In addition to migrating keys as outlined above, when a migration converts a resource at the new key, the corresponding resource at the old key must also have its version appended with +downgraded. For example converting a resource at v1.1 to v2 via a migration should update the old resource to now have a version of v1.1+downgraded. This is an indication to older Auth servers that the resource is now read only.

Deferred Migrations

This was rejected due to challenges detecting when the right time to perform migrations is. Relying on presence information may be inaccurate and result in the migration starting prematurely. The Cloud only variant which relied on coordination between Tenant Operator and Auth would not scale without an authenticated control interface available for the two components to communicate over.

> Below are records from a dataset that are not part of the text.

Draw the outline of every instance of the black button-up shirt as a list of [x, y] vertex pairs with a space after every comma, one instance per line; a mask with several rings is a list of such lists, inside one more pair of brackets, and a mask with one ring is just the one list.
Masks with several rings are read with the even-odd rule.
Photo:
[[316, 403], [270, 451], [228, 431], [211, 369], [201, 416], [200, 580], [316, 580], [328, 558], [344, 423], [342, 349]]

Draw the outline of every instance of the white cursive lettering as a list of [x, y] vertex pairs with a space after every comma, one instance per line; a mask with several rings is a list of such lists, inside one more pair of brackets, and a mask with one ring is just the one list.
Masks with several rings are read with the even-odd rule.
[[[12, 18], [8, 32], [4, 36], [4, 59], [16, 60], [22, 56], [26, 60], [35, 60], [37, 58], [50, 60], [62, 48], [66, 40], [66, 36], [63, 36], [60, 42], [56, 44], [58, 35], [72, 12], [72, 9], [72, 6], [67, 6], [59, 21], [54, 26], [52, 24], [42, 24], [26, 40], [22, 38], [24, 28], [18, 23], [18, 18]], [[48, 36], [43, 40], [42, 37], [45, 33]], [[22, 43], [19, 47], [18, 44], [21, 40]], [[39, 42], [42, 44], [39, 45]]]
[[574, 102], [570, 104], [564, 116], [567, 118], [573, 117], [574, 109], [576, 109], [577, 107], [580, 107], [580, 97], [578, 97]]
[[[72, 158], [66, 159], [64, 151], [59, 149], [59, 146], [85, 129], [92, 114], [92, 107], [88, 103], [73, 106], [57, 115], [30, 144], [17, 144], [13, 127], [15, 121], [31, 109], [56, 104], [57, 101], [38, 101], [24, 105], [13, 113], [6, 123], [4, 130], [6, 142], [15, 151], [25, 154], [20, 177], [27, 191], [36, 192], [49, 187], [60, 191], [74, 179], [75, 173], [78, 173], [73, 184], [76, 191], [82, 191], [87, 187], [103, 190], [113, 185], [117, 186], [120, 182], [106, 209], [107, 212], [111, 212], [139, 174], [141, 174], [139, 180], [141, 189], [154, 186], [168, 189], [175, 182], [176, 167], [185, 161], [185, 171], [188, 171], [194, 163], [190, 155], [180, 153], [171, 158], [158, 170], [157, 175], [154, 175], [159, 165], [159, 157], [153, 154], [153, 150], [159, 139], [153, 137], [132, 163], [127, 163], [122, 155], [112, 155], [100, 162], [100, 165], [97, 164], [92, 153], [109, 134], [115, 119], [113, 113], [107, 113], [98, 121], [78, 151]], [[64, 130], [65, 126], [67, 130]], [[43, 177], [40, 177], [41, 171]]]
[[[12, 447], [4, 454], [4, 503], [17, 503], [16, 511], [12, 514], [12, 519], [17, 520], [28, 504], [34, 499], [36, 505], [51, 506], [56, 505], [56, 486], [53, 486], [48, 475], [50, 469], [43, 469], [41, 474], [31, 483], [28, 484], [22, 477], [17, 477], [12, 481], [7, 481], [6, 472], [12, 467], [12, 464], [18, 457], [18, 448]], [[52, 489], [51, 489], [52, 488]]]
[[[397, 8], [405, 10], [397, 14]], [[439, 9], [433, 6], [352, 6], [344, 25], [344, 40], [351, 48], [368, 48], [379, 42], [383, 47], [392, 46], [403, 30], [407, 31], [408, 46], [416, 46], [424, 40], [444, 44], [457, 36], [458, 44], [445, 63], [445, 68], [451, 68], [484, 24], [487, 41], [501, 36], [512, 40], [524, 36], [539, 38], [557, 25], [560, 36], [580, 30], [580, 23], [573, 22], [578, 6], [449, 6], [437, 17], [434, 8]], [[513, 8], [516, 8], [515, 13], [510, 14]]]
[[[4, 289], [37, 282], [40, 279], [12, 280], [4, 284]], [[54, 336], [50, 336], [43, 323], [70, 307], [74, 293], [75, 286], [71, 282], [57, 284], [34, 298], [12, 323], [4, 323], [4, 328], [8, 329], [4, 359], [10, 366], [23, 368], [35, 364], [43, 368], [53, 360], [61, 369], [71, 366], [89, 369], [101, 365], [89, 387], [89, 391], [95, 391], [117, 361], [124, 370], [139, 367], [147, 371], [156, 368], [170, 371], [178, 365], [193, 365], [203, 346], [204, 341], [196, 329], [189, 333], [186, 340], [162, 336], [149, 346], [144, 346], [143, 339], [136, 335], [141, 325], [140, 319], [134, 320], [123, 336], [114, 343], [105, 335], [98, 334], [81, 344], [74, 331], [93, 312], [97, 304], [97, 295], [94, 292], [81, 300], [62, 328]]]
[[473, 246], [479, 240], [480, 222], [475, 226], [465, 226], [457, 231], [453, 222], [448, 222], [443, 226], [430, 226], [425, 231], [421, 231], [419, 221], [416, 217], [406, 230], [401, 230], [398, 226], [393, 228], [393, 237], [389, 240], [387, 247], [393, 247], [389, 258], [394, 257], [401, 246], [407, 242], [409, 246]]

To prevent any migrations from impacting older versions of Teleport we can defer execution of migrations until all versions of Auth are running a version which understands the migration. Determining peer versions is not possible today, but could be done via monitoring Auth resources within Auth and waiting until all older versions disappear. Detection of old Auth servers may take some time and not be a reliable picture of the cluster if heartbeats are stale, or a new Auth server was only online long enough to heartbeat and then was terminated. Without an Auth peering mechanism detection of different Auth instances within a cluster may not be reliable.

We could pursue a Cloud only variant of this strategy which relies on the Tenant Operator to signal to Auth when all older versions of Auth have been terminated. However, there is currently no control interface that allows Tenant Operator to communicate with Teleport Auth or Proxy. We could use signals, however, it would have to be a custom real-time signal since Teleport already consumes all of the standard signals for other purposes. To avoid putting pressure on kubernetes we should avoid anything that requires "kube exec" as this won't scale well.

This strategy also does not prevent application logic from having to be aware of both the old and new resources since there is no guarantee that the migrations will be executed immediately. Any new features which rely on the new resource will either temporarily not function or need a compatibility mode to prevent the new application logic from kicking in until the migration has completed.